まだ一度も世に出ていない事実を表に出すことがやりがい

 メディアの報道は大きく「発表報道」と「調査報道」の2つに分けることができる。「発表報道」とは、警察や検察、役所といった当局の発表を受けて報道するタイプ。ストレートニュースともいう。日々のニュースの大半は発表報道で、「東京都内の民家で住人が襲われた事件で、警視庁捜査1課は強盗致傷容疑で男を逮捕した」「厚生労働省が公表した人口動態統計によると、2024年の出生数が初めて70万人を割る公算が大きくなった」などは、その典型だ。

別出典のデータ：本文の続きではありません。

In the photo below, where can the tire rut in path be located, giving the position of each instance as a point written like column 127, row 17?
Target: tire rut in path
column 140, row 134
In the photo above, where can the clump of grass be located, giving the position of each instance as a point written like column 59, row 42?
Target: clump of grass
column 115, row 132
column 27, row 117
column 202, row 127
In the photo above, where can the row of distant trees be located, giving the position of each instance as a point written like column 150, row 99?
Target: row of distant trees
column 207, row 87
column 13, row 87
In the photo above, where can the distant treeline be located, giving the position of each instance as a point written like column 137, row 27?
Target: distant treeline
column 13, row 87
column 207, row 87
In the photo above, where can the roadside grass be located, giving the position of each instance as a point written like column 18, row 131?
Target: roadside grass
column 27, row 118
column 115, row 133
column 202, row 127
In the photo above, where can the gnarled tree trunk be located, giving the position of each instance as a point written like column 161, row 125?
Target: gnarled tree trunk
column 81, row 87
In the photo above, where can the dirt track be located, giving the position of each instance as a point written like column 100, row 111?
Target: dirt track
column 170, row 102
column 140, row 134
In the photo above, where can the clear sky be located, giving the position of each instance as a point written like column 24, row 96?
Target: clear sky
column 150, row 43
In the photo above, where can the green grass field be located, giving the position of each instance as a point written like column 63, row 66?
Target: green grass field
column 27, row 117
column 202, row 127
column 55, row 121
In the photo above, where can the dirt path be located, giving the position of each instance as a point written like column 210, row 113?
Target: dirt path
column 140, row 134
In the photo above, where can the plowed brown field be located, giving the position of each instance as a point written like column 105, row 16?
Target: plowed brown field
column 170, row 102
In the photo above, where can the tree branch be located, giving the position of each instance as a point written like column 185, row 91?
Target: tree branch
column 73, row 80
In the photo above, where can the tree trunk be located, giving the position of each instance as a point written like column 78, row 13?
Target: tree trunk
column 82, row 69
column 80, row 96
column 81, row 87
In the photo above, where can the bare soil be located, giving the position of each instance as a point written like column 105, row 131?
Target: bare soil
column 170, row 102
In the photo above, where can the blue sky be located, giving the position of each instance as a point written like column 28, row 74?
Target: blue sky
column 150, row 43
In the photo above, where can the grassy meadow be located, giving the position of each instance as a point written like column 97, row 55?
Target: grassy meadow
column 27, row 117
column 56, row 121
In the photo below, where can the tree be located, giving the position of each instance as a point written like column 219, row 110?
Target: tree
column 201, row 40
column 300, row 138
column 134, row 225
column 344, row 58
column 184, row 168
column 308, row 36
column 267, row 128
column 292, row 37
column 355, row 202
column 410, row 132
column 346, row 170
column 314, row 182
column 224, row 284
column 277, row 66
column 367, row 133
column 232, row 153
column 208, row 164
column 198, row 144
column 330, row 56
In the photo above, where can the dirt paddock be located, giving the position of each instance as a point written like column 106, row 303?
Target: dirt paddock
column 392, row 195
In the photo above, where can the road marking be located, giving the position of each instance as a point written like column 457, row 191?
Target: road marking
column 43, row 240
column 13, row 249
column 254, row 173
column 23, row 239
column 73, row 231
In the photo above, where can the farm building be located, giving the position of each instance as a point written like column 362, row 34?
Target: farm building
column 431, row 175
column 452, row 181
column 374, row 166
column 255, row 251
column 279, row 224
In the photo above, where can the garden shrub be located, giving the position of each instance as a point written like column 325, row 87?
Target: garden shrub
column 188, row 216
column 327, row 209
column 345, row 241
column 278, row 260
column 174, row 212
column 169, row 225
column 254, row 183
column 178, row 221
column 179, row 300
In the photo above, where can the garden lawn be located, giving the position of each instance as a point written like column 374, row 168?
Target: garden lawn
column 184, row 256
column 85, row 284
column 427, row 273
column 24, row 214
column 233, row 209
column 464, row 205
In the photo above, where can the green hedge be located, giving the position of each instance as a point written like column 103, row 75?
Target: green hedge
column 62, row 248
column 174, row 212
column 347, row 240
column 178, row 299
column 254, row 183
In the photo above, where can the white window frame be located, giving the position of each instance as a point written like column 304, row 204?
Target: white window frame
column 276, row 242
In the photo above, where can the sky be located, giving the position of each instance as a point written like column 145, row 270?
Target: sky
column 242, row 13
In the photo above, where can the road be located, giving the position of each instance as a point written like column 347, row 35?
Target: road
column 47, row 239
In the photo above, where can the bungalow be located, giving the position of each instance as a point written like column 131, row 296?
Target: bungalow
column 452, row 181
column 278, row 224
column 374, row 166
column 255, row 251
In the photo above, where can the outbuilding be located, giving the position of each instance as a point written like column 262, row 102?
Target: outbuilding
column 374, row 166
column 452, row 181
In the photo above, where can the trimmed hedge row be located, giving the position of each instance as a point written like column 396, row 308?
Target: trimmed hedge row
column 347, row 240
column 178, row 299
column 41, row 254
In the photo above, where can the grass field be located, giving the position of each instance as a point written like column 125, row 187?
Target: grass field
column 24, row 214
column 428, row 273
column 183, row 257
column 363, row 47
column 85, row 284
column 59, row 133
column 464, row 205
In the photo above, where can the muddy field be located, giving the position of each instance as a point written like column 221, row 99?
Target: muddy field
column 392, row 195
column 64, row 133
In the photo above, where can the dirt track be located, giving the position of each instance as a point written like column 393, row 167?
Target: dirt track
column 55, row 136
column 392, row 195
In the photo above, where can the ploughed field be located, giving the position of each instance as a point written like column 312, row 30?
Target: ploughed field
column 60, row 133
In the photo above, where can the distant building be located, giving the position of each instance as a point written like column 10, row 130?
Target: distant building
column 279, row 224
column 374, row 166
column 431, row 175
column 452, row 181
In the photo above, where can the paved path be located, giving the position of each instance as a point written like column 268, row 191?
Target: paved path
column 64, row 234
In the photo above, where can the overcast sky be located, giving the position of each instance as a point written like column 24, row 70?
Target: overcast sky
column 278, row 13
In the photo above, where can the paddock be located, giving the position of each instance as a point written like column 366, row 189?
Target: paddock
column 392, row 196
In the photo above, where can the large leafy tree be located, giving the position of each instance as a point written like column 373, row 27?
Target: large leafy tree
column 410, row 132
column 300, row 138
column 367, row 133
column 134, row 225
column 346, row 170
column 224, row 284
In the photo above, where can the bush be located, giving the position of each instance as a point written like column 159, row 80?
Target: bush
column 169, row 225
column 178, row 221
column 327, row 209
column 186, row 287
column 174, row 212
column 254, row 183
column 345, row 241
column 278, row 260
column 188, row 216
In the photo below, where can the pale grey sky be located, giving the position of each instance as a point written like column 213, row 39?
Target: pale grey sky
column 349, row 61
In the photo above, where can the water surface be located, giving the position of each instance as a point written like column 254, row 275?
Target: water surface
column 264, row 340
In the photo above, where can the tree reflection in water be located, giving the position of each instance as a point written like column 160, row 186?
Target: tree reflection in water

 一方、当局に頼らず、独自取材でつかんだ事実を報じることを「調査報道」という。調査報道では、「毎日新聞の取材で判明した」などと、自社のクレジットを付けて報じるため、確固たる証言や客観的な資料が不可欠だ。そのためには、取材対象の組織内部にネタ元がいなければ成立しない。取材のハードルは高い上、長期間取材しても記事になるか分からない。相手から訴えられるリスクなどもあることから、敬遠されがちである。

 そもそも事件記者の仕事の大半は、発表報道、調査報道にかかわらず、時間も体力も気力も使うことが多い。取材対象者が仕事を終えて帰宅するのを待ち構えたり、朝の出勤時に自宅から出てきたところで声をかけたりして情報を聞き出す、いわゆる「夜討ち朝駆け」は基本の「き」。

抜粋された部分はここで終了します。